Алексей Доронин - Сорок дней спустя
Зря они не убили нас. Видимо, держали как стадо на убой. А не запирали потому, что были уверены, что сильнее, да и ствол у них. Бараны. Даже не понимали, на что я способен.
Спали они чутко, но я знал, что сумею подобраться. Я давно припрятал тот самый нож, которым она меня стращался, острый как бритва. Стоило мне его коснуться... Это было как наваждение. Провал - словно кусок записи стерли. Я помню только, что когда ко мне вернулась способность мыслить, они не шевелились, и кровь была повсюду.
Так решаются межличностные конфликты в коллективе.
Странно, но мне ни капельки не жалко. Ничего не чувствую, кроме облегчения - теперь ей ничего не угрожает. А этим туда и дорога. Я бы сделал это снова, не задумываясь.
Остались только мы вдвоем. Но меня сильнее всего поразила ее реакция. Точнее, отсутствие реакции. Она не сказала ни слова, только головой мотнула и ушла в свой угол. Похоже, она окончательно замкнулась в своем мирке, а этот для нее исчез. Я ей завидую.
Одно я знаю точно: теперь нам хватит еды еще на пару месяцев. А там можно что-нибудь еще придумать.
День 32
Неблагодарная сучка. Я о ней, как о любимой дочери, а она...
Вот так мне отплатила. Проснулся и обнаружил, что ее койка пуста.
Убежала! Тварь...
Ну теперь держись. Раз, два, три, четыре, пять, я иду искать.
*****
"Зачем это вспоминать? - она сжала виски до боли, - Может, можно без этого?.."
Нет, нельзя, решила ее память. И значит, придется пройти через это снова, как бы тошно и мерзко ни было.
Его хохот до сих пор стоял у нее в ушах. В детстве кто-то из родственников отца купил ей на день рожденья заводного китайского клоуна, страшного и несуразного. Если покрутить ключик у него на спине, он смеялся - да так, что мороз пробирал. Жутким лающим смехом, в котором ей слышались нотки мстительной злобы. Она сделала это всего пару раз, и механизм заклинило. Тогда она забросила уродца на дно ящика комода, забыв о нем. А ночью внутри него сдвинулась какая-то шестеренка, и он ожил как чудовище Франкенштейна. Так совпало, что в ту ночь родители и брат разбежались по своим "делам" оставили ее, семилетнюю, совсем одну.

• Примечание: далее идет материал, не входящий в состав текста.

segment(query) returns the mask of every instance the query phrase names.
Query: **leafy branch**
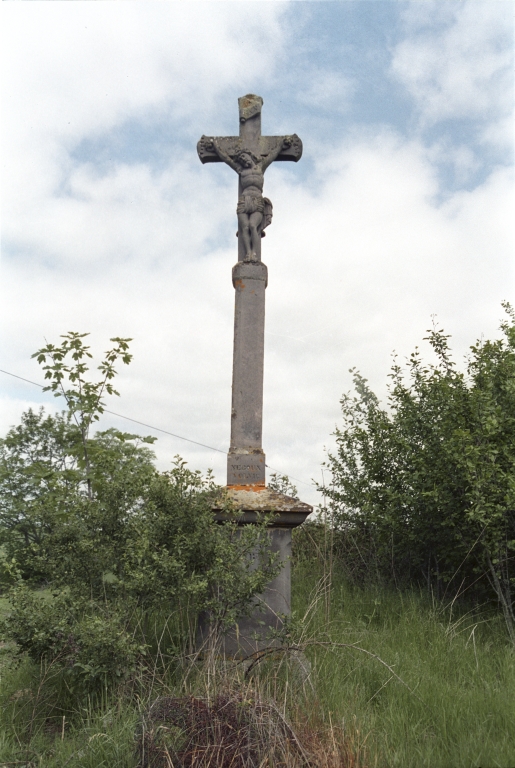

Сатанинский хохот тогда заставил ее подскочить с кровати. И долго-долго она не могла заснуть, стуча зубами и всматриваясь в ночь за окном.
На следующее утро она избавилась от этого подарка. А теперь монстр вернулся за ней в облике человека, если его можно было так назвать. Только смех остался тем же.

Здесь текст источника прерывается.